The ski industry has pushed to redefine its image, with resorts switching to more environmentally friendly power and buying renewable energy credits to offset greenhouse gas emissions.
The industry is trying to turn profits while confronting the prospects of snow retreating to higher altitudes, later snowfalls and earlier snowmelts.
In 2006, Vail Resorts took the lead by purchasing nearly 152,000-megawatt hours of wind energy credits to offset all of its annual power consumption at its five ski areas and other businesses, making it one of the largest corporate users in the nation.
At British Columbia’s Whistler Blackcomb resort, construction is expected to end in November on a $32 million hydroelectric power project that will offset the annual energy consumption at the ski area. The Fitzsimmons Creek Hydro Project will produce 33.5 gigawatt hours of electricity a year, enough to send the facility into greenhouse gas production deficit, said Arthur De Jong, mountain planning manager.
At Jiminy Peak, the wind turbine, nicknamed Zephyr after the Greek god of the west wind, has become a tourist attraction at southern New England’s largest ski resort.
It also cut Fairbank’s electricity costs by $200,000 last year - the first full year the turbine was operational.

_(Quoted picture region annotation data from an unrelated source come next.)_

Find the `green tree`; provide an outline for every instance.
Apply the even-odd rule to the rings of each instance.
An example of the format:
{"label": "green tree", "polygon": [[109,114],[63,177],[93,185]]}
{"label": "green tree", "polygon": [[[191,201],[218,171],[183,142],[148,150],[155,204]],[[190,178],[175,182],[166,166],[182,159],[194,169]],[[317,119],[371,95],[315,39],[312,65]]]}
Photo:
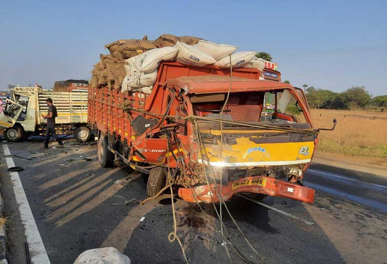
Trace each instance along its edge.
{"label": "green tree", "polygon": [[308,88],[307,88],[307,93],[313,93],[317,90],[316,88],[314,88],[314,86],[309,86]]}
{"label": "green tree", "polygon": [[271,61],[271,60],[273,59],[273,58],[271,57],[271,56],[267,52],[257,52],[255,57],[257,58],[262,58],[263,59],[268,60],[269,61]]}
{"label": "green tree", "polygon": [[342,95],[348,108],[353,110],[367,105],[371,97],[365,86],[352,86],[342,93]]}

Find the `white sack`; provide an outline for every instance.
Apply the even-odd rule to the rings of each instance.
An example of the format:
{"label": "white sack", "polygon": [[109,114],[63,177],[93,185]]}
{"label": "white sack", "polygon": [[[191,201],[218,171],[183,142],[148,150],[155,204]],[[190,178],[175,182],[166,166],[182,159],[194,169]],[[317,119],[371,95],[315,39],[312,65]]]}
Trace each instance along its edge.
{"label": "white sack", "polygon": [[122,84],[121,85],[121,92],[123,93],[127,91],[132,91],[132,88],[130,87],[129,84],[129,76],[126,75],[122,81]]}
{"label": "white sack", "polygon": [[151,73],[157,70],[161,61],[174,60],[179,50],[174,47],[153,49],[140,55],[135,65],[142,72]]}
{"label": "white sack", "polygon": [[81,253],[74,264],[131,264],[127,256],[114,247],[89,249]]}
{"label": "white sack", "polygon": [[[141,71],[138,70],[135,65],[135,63],[139,56],[139,55],[137,55],[125,60],[125,61],[128,63],[128,65],[124,66],[126,72],[126,76],[125,76],[122,81],[123,86],[121,86],[121,91],[124,88],[123,85],[124,85],[125,87],[129,86],[132,88],[141,87],[141,83],[140,83]],[[131,89],[129,89],[128,91],[131,91]]]}
{"label": "white sack", "polygon": [[243,66],[249,69],[258,69],[262,71],[265,68],[265,60],[261,58],[254,57],[251,61]]}
{"label": "white sack", "polygon": [[[231,55],[232,68],[244,67],[252,61],[257,54],[255,51],[240,51]],[[226,56],[218,60],[215,66],[220,68],[230,68],[230,56]]]}
{"label": "white sack", "polygon": [[179,50],[176,61],[183,64],[202,67],[216,62],[214,58],[195,46],[177,42],[174,47]]}
{"label": "white sack", "polygon": [[141,83],[140,82],[140,77],[141,76],[141,72],[132,72],[128,78],[128,84],[132,88],[139,88],[141,87]]}
{"label": "white sack", "polygon": [[141,73],[140,75],[140,85],[143,86],[153,86],[157,78],[157,70],[152,73]]}
{"label": "white sack", "polygon": [[152,92],[153,90],[153,86],[147,86],[146,87],[141,87],[140,88],[135,88],[133,89],[133,92],[141,92],[141,93],[149,94]]}
{"label": "white sack", "polygon": [[135,56],[133,56],[133,57],[129,58],[127,59],[125,59],[125,61],[128,63],[127,65],[124,65],[124,68],[125,68],[125,70],[126,72],[126,74],[128,75],[130,75],[131,73],[132,72],[140,72],[140,71],[138,70],[136,67],[135,67],[134,63],[136,59],[139,57],[139,55],[136,55]]}
{"label": "white sack", "polygon": [[238,47],[226,44],[218,44],[203,39],[199,40],[194,46],[211,56],[215,60],[228,56],[238,49]]}

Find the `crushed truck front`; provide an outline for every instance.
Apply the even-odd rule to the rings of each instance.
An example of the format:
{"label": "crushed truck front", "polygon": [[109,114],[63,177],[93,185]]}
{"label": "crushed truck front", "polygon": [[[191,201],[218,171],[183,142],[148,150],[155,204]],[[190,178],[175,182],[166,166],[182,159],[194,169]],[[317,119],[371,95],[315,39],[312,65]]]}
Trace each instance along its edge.
{"label": "crushed truck front", "polygon": [[[193,202],[217,202],[221,185],[224,200],[243,192],[312,203],[314,191],[302,183],[318,133],[302,94],[279,82],[236,77],[230,88],[230,81],[208,75],[169,81],[184,91],[187,115],[200,117],[187,123],[196,144],[189,154],[189,177],[195,183],[180,188],[179,195]],[[263,122],[269,94],[274,95],[274,111]]]}

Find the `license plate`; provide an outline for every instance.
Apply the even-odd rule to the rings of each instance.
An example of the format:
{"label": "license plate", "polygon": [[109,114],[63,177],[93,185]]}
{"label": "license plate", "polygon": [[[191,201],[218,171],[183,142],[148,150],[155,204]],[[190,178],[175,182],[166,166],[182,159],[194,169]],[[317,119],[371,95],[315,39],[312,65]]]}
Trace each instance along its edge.
{"label": "license plate", "polygon": [[243,182],[233,183],[231,186],[231,189],[233,190],[239,187],[249,186],[258,186],[264,187],[266,186],[266,179],[259,178],[252,180],[245,180]]}

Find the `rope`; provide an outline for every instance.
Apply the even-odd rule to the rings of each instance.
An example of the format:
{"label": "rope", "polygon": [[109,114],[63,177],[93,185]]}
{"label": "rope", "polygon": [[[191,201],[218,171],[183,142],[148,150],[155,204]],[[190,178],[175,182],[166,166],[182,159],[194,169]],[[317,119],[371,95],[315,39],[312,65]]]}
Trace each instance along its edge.
{"label": "rope", "polygon": [[[169,141],[168,139],[167,141]],[[167,144],[167,153],[169,153],[169,142],[168,144]],[[184,250],[184,248],[183,246],[183,244],[181,243],[181,241],[180,241],[179,237],[177,236],[177,224],[176,221],[174,203],[174,191],[172,189],[172,177],[171,175],[171,170],[169,167],[169,157],[167,157],[167,159],[168,159],[167,161],[167,168],[168,169],[167,178],[169,182],[169,188],[171,191],[171,201],[172,202],[172,215],[174,217],[174,231],[170,233],[169,235],[168,235],[168,240],[169,240],[170,242],[173,242],[175,239],[177,240],[177,242],[179,243],[180,247],[181,248],[181,251],[183,252],[183,255],[184,256],[184,260],[185,260],[185,262],[187,264],[189,264],[189,263],[188,262],[188,260],[187,259],[187,256],[185,255],[185,250]]]}
{"label": "rope", "polygon": [[[199,148],[200,149],[199,150],[199,152],[200,153],[201,157],[202,160],[206,160],[206,161],[207,161],[207,164],[206,164],[205,165],[206,163],[203,163],[203,164],[204,166],[208,165],[208,167],[210,168],[210,171],[212,173],[212,174],[213,175],[213,181],[214,181],[214,182],[215,182],[215,177],[214,177],[215,174],[213,172],[213,169],[212,168],[212,166],[211,165],[210,163],[209,162],[210,159],[208,158],[208,155],[207,154],[207,151],[206,151],[205,147],[204,147],[204,144],[203,143],[203,140],[202,140],[202,139],[201,138],[201,135],[199,133],[198,126],[197,125],[197,123],[196,121],[195,122],[195,129],[196,129],[196,133],[197,133],[197,134],[198,136],[198,141],[199,143],[199,146],[200,146]],[[205,160],[203,158],[203,152],[204,152],[204,154],[205,154]],[[209,183],[208,181],[208,180],[207,179],[207,174],[206,174],[206,173],[205,173],[204,175],[206,176],[206,181],[207,182],[207,185],[208,186],[209,186]],[[219,190],[218,189],[217,185],[215,184],[214,186],[215,186],[215,189],[216,190],[217,192],[219,193]],[[233,222],[234,225],[235,226],[237,227],[237,228],[238,229],[238,230],[239,231],[239,232],[240,233],[240,234],[243,237],[243,238],[244,239],[245,241],[246,242],[246,243],[249,245],[250,247],[251,248],[252,248],[252,249],[253,250],[253,251],[254,251],[254,252],[255,254],[256,254],[256,255],[261,258],[261,259],[262,260],[262,262],[264,263],[266,263],[266,262],[265,262],[264,258],[263,257],[261,256],[260,255],[259,255],[259,254],[258,253],[258,252],[257,252],[256,250],[252,246],[252,245],[251,244],[249,241],[249,240],[247,239],[246,236],[243,233],[243,232],[240,229],[240,227],[239,227],[239,225],[237,224],[236,221],[235,221],[235,220],[234,219],[233,217],[231,214],[231,213],[230,212],[230,210],[229,210],[228,207],[227,206],[227,205],[225,203],[224,203],[224,200],[223,200],[223,196],[221,195],[220,195],[219,196],[219,198],[220,198],[220,201],[222,201],[223,203],[224,203],[225,208],[226,208],[226,209],[227,211],[227,213],[228,213],[228,214],[230,216],[230,218],[232,220],[232,222]]]}
{"label": "rope", "polygon": [[[229,101],[229,98],[230,97],[230,92],[231,91],[231,87],[232,86],[232,64],[231,63],[231,55],[230,55],[230,85],[229,86],[229,91],[227,92],[227,97],[226,98],[226,100],[224,101],[224,104],[223,104],[223,106],[222,107],[222,111],[220,111],[220,114],[219,115],[219,119],[220,119],[220,160],[222,160],[222,157],[223,154],[222,151],[222,147],[223,147],[223,123],[222,122],[222,117],[223,116],[223,111],[224,111],[224,108],[226,107],[226,105],[227,104],[227,102]],[[223,180],[223,168],[221,168],[220,169],[220,193],[222,193],[222,188],[223,188],[223,183],[222,181]],[[219,211],[220,213],[220,222],[221,223],[223,222],[222,221],[222,217],[223,214],[222,213],[222,200],[220,200],[220,203],[219,203]],[[220,232],[222,234],[222,236],[223,235],[223,225],[220,225]],[[224,243],[225,247],[227,248],[227,246],[226,246],[226,241],[223,241]]]}
{"label": "rope", "polygon": [[[133,107],[127,107],[125,109],[123,109],[123,110],[131,110],[134,112],[138,112],[141,113],[144,113],[145,114],[148,114],[149,115],[152,115],[154,116],[160,117],[160,116],[164,116],[164,115],[162,114],[152,113],[151,112],[149,112],[148,111],[144,111],[139,109],[136,109],[135,108],[133,108]],[[204,120],[204,121],[211,121],[213,122],[217,122],[219,123],[222,122],[225,124],[230,124],[231,125],[236,125],[237,126],[244,126],[247,127],[253,128],[257,128],[260,129],[270,129],[275,130],[278,130],[279,131],[284,131],[285,132],[294,132],[295,133],[300,133],[304,134],[318,134],[320,133],[320,132],[318,131],[318,130],[312,129],[293,129],[290,128],[281,127],[277,126],[272,126],[271,125],[253,125],[252,124],[249,124],[248,123],[244,123],[243,122],[221,120],[218,118],[213,118],[212,117],[209,117],[208,116],[200,116],[199,115],[187,115],[187,116],[185,116],[185,117],[176,116],[174,115],[166,115],[166,117],[171,120],[189,121],[192,123],[194,122],[194,120]]]}

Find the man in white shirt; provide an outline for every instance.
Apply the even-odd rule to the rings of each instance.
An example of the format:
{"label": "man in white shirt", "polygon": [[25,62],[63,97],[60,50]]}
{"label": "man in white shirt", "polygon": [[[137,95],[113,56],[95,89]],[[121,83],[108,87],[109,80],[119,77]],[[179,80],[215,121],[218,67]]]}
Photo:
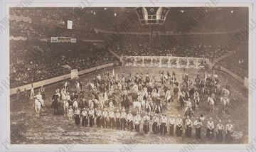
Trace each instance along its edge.
{"label": "man in white shirt", "polygon": [[228,120],[228,124],[226,125],[225,127],[225,139],[228,143],[230,143],[232,141],[232,134],[234,131],[234,126],[231,124],[231,121]]}
{"label": "man in white shirt", "polygon": [[223,131],[225,129],[225,126],[221,123],[221,120],[219,121],[219,123],[216,126],[216,139],[217,141],[220,143],[223,139]]}
{"label": "man in white shirt", "polygon": [[214,137],[214,122],[211,117],[207,122],[206,137],[209,139],[213,139]]}
{"label": "man in white shirt", "polygon": [[139,132],[139,124],[140,124],[142,118],[139,116],[139,112],[137,112],[137,115],[135,116],[134,120],[134,126],[135,126],[135,131]]}
{"label": "man in white shirt", "polygon": [[175,119],[174,118],[173,114],[171,114],[171,118],[168,121],[168,124],[169,125],[170,136],[174,136],[174,135]]}
{"label": "man in white shirt", "polygon": [[183,124],[183,121],[181,119],[181,116],[180,114],[178,115],[178,119],[176,119],[176,134],[177,135],[177,136],[181,136],[182,135],[182,124]]}

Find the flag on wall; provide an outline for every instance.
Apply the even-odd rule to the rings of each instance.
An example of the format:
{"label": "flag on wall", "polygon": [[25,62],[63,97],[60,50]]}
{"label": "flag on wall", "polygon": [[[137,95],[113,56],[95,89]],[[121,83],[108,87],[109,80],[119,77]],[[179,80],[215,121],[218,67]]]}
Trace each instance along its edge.
{"label": "flag on wall", "polygon": [[73,21],[68,20],[68,29],[72,29]]}

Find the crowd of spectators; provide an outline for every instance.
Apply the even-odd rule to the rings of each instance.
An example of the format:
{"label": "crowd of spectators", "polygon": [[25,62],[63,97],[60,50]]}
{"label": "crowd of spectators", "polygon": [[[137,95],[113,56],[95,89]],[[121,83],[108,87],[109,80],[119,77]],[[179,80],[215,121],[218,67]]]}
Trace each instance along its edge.
{"label": "crowd of spectators", "polygon": [[228,50],[223,47],[231,36],[119,36],[113,50],[119,55],[206,58],[214,60]]}
{"label": "crowd of spectators", "polygon": [[[10,41],[11,87],[30,84],[78,70],[112,63],[114,58],[96,43],[50,43]],[[43,47],[43,48],[41,48]]]}
{"label": "crowd of spectators", "polygon": [[235,53],[222,60],[220,65],[233,72],[235,74],[244,78],[248,78],[249,61],[247,43],[240,44],[234,51]]}
{"label": "crowd of spectators", "polygon": [[[228,32],[226,34],[218,32],[233,31],[247,19],[239,18],[247,13],[246,9],[208,9],[198,23],[193,27],[188,26],[187,23],[190,23],[196,12],[196,9],[189,8],[173,8],[164,26],[156,26],[140,25],[134,8],[11,8],[11,16],[28,18],[31,21],[10,19],[10,36],[27,38],[25,41],[10,41],[11,87],[70,72],[63,67],[64,65],[80,70],[112,62],[114,57],[106,50],[105,45],[123,55],[174,55],[214,60],[227,53],[223,46],[232,37]],[[71,30],[67,28],[68,20],[73,21]],[[110,45],[110,43],[80,43],[84,39],[103,39],[106,42],[112,37],[112,34],[98,33],[95,28],[146,32],[151,35],[119,35]],[[153,34],[168,31],[174,35]],[[203,34],[208,32],[216,34]],[[188,35],[191,33],[203,34]],[[76,43],[51,43],[49,40],[52,36],[71,37],[78,40]],[[29,40],[31,37],[32,40]],[[37,40],[41,38],[48,41]],[[233,68],[247,67],[247,57],[238,56],[235,61],[238,66]],[[229,65],[229,62],[223,64]]]}

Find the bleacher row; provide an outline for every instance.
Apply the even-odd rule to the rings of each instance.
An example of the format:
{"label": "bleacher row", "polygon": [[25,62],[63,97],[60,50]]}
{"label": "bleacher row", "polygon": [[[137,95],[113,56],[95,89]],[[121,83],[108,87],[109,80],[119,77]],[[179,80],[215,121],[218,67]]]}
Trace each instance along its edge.
{"label": "bleacher row", "polygon": [[[235,8],[233,10],[234,13],[230,13],[230,10],[208,9],[205,17],[189,32],[203,33],[238,30],[238,28],[243,26],[240,23],[244,22],[241,20],[246,18],[238,18],[238,13],[235,13],[241,10]],[[181,25],[186,24],[189,18],[193,17],[191,11],[189,9],[184,9],[183,13],[176,9],[172,9],[170,14],[173,15],[167,16],[163,26],[146,26],[139,24],[137,13],[132,8],[11,9],[10,15],[15,18],[21,16],[27,20],[31,19],[31,22],[16,19],[10,21],[10,36],[14,37],[43,37],[49,40],[51,36],[68,36],[77,39],[105,40],[113,37],[113,34],[95,33],[95,28],[122,31],[124,23],[129,24],[126,26],[126,32],[171,31],[181,33],[176,36],[154,36],[122,35],[117,40],[113,43],[110,41],[110,43],[107,40],[105,43],[78,40],[76,43],[51,43],[49,40],[42,42],[37,38],[11,40],[11,87],[67,74],[70,70],[63,67],[65,65],[80,70],[113,62],[117,59],[107,51],[108,47],[119,55],[174,55],[207,58],[210,60],[230,51],[225,46],[233,36],[232,32],[225,34],[187,35],[187,31],[181,30]],[[227,13],[220,17],[218,11],[227,11]],[[117,15],[114,16],[114,13]],[[207,17],[210,15],[210,18]],[[132,21],[129,21],[131,18],[133,18]],[[67,29],[67,20],[73,21],[72,30]],[[213,27],[213,21],[218,21],[220,25]],[[235,25],[235,27],[231,25]],[[247,50],[246,47],[235,49],[236,53],[221,60],[220,63],[241,77],[247,76]]]}

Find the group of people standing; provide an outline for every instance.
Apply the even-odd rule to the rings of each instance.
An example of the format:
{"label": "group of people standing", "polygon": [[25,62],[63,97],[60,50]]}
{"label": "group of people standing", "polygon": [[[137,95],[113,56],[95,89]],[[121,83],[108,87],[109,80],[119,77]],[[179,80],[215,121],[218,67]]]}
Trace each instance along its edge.
{"label": "group of people standing", "polygon": [[[166,114],[164,113],[151,116],[146,112],[142,116],[138,112],[135,115],[132,114],[131,111],[127,113],[125,109],[122,109],[121,112],[117,109],[114,112],[113,109],[90,109],[88,110],[83,108],[82,110],[76,109],[75,112],[73,112],[70,107],[68,114],[70,121],[73,121],[73,116],[75,117],[75,124],[77,126],[135,131],[144,134],[148,134],[151,130],[154,134],[162,136],[169,134],[171,136],[175,136],[176,134],[178,137],[182,136],[184,131],[185,136],[191,138],[193,128],[194,128],[195,138],[197,139],[201,139],[203,126],[203,120],[201,117],[196,117],[193,121],[189,116],[182,119],[180,114],[176,119],[173,114],[171,114],[170,118],[168,119]],[[230,120],[228,120],[225,126],[222,124],[221,120],[219,120],[218,124],[215,126],[213,119],[210,117],[206,127],[206,136],[208,139],[213,140],[215,138],[216,141],[220,143],[225,135],[226,141],[232,141],[234,126]]]}

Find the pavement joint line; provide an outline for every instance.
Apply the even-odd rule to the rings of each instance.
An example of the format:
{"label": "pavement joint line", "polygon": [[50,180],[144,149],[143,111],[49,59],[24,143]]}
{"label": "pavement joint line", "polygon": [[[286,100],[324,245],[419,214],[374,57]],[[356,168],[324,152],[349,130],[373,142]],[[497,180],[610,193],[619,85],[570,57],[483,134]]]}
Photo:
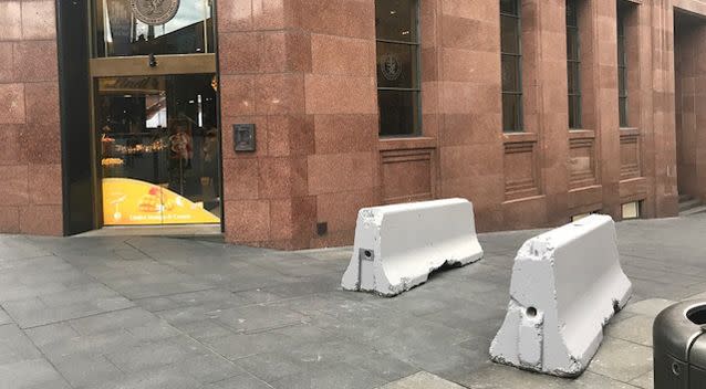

“The wind turbine came about because we had done all these things and there was no more low-hanging fruit,” said Mr. Fairbank, who has run the resort for three decades. “We now make twice the amount of snow, with half the amount of money that we did 15 years ago.”
Bill Swersey, of Manhattan, who has skied at the western Massachusetts resort on the New York border every year since the late 1970s, said the turbine is a powerful symbol of environmentally friendly skiing.
“I think that you sometimes feel like skiing is an indulgence sport. You know it uses a lot of energy between the lifts and the snow making and the lighting … and the fact that they can offset even some of it with wind energy is great,” said Mr. Swersey, a Web site manager.
David Rooney, president of the nonprofit Berkshire Economic Development Corp., said Jiminy Peak has become a model for large-scale renewable energy production at ski resorts.